Mechanics of Phagocytosis, and a method to quantify both viscoelasticity and surface tension of cells
Julien Husson (LadHyX, Ecole polytechnique)
Phagocytic cells form the first line of defense of the organism, engulfing microbial pathogens. Phagocytosis involves cell mechanical changes that are not yet well understood. Understanding these mechanical modifications promises to shed light on the immune processes that trigger pathological complications. Previous research revealed that phagocytes go through a sequence that includes spreading around their target, followed by an increase in cell tension. Other studies observed an increase in cell tension concomitant with membrane expansion. In the first part of the presentation, I will explain how we solved the apparent contradiction by performing microindentation of phagocytes engulfing targets of different sizes.

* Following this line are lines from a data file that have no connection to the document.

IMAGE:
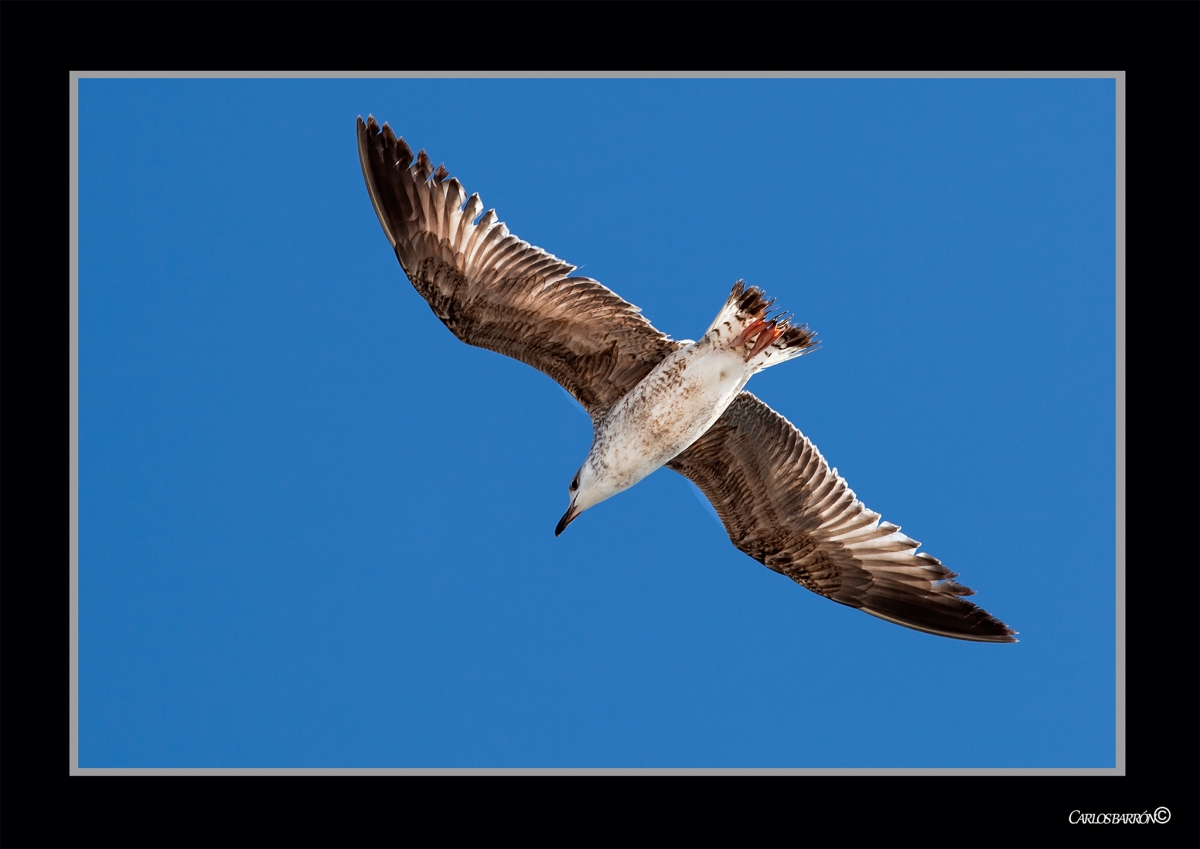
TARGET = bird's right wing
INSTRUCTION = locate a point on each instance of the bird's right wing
(784, 506)
(496, 291)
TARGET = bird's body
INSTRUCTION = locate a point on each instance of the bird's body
(655, 401)
(683, 396)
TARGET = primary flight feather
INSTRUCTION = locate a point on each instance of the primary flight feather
(657, 401)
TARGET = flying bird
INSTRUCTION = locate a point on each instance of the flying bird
(657, 401)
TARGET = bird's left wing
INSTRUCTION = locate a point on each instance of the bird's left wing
(496, 291)
(784, 506)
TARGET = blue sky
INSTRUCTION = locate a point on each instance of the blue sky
(317, 530)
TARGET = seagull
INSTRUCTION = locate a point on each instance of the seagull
(655, 401)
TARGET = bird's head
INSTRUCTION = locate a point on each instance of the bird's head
(588, 488)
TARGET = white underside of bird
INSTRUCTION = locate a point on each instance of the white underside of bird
(685, 393)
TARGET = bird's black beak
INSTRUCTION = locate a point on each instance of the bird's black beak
(568, 518)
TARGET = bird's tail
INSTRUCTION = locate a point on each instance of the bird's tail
(766, 341)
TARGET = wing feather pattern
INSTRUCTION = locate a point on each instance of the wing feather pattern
(771, 487)
(784, 506)
(496, 291)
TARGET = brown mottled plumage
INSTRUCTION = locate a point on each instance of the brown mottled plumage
(772, 489)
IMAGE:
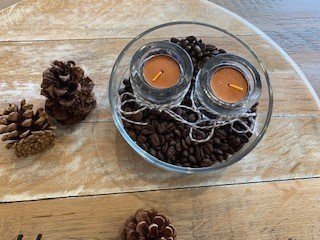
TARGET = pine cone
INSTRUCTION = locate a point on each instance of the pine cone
(27, 133)
(148, 225)
(69, 93)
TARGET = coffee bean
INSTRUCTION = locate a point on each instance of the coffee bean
(121, 91)
(152, 152)
(248, 134)
(162, 139)
(188, 140)
(144, 146)
(191, 150)
(215, 52)
(244, 138)
(171, 151)
(183, 143)
(206, 162)
(186, 164)
(178, 147)
(210, 47)
(127, 82)
(161, 127)
(170, 127)
(216, 141)
(138, 117)
(188, 47)
(203, 48)
(208, 148)
(199, 55)
(234, 142)
(197, 49)
(178, 133)
(185, 153)
(220, 158)
(200, 64)
(184, 42)
(132, 134)
(174, 40)
(160, 155)
(148, 129)
(217, 151)
(236, 149)
(213, 157)
(165, 147)
(206, 59)
(231, 136)
(221, 134)
(192, 118)
(154, 112)
(192, 159)
(230, 150)
(224, 147)
(142, 139)
(155, 140)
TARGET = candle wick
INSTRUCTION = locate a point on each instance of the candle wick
(157, 76)
(235, 87)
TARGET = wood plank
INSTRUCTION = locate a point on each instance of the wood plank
(294, 25)
(23, 63)
(48, 18)
(92, 158)
(268, 211)
(7, 3)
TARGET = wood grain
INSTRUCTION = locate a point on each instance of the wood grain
(294, 25)
(267, 211)
(93, 159)
(34, 57)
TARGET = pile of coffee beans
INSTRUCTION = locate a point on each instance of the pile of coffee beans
(168, 139)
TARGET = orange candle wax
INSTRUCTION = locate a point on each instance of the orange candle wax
(161, 71)
(229, 85)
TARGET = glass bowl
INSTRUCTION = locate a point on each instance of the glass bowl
(210, 35)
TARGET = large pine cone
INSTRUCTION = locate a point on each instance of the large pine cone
(69, 93)
(25, 131)
(148, 225)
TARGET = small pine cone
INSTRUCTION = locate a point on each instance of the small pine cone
(25, 131)
(148, 225)
(69, 93)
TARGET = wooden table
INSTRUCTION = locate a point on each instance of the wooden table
(91, 181)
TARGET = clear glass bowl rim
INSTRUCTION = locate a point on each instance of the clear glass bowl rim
(167, 166)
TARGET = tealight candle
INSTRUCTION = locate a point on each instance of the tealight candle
(161, 71)
(227, 85)
(161, 74)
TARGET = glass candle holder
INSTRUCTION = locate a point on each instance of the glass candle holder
(151, 91)
(232, 94)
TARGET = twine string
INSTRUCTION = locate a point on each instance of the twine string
(203, 122)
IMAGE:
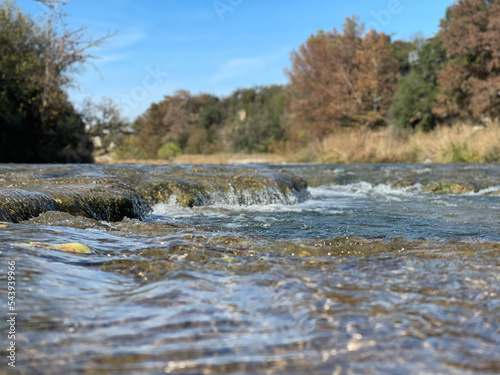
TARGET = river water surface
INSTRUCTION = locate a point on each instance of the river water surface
(373, 274)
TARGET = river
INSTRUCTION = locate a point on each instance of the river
(375, 271)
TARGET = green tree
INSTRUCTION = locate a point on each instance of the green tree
(37, 121)
(105, 123)
(415, 98)
(471, 78)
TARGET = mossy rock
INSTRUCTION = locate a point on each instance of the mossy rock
(450, 188)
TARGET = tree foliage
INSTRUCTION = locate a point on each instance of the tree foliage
(37, 121)
(415, 97)
(471, 79)
(341, 79)
(249, 120)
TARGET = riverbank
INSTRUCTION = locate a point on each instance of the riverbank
(462, 143)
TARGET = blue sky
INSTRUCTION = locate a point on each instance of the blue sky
(214, 46)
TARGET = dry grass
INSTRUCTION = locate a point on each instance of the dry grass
(206, 159)
(461, 143)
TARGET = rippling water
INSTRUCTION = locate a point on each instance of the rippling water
(371, 275)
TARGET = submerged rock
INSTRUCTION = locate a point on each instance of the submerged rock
(450, 188)
(111, 193)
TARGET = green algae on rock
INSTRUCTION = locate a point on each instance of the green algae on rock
(450, 188)
(112, 193)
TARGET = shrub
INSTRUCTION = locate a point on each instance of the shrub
(168, 151)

In the second part of this presentation, I will present a microindentation method that we are developing in order to measure both the tension of cells and their viscoelastic properties. Key features used in cell mechanical models are indeed cell tension and cell viscoelasticity (representing the average of the cell interior), or a combination of both. It is not clear which of these features is the most relevant or if both should be included. To clarify this, we performed microindentation experiments on cells with microindenters of varying tip radii, including micron-size microneedles. We derived a model predicting that the contact stiffness of the cell should be an affine function of the contact radius and that at vanishing contact radius, the cell stiffness should be equal to the cell tension multiplied by a constant. We tested this model on T cells and both adherent and trypsinized endothelial cells. We draw conclusions on how indenting cells with sharp tips requires careful analysis but is a good way to directly measure surface tension.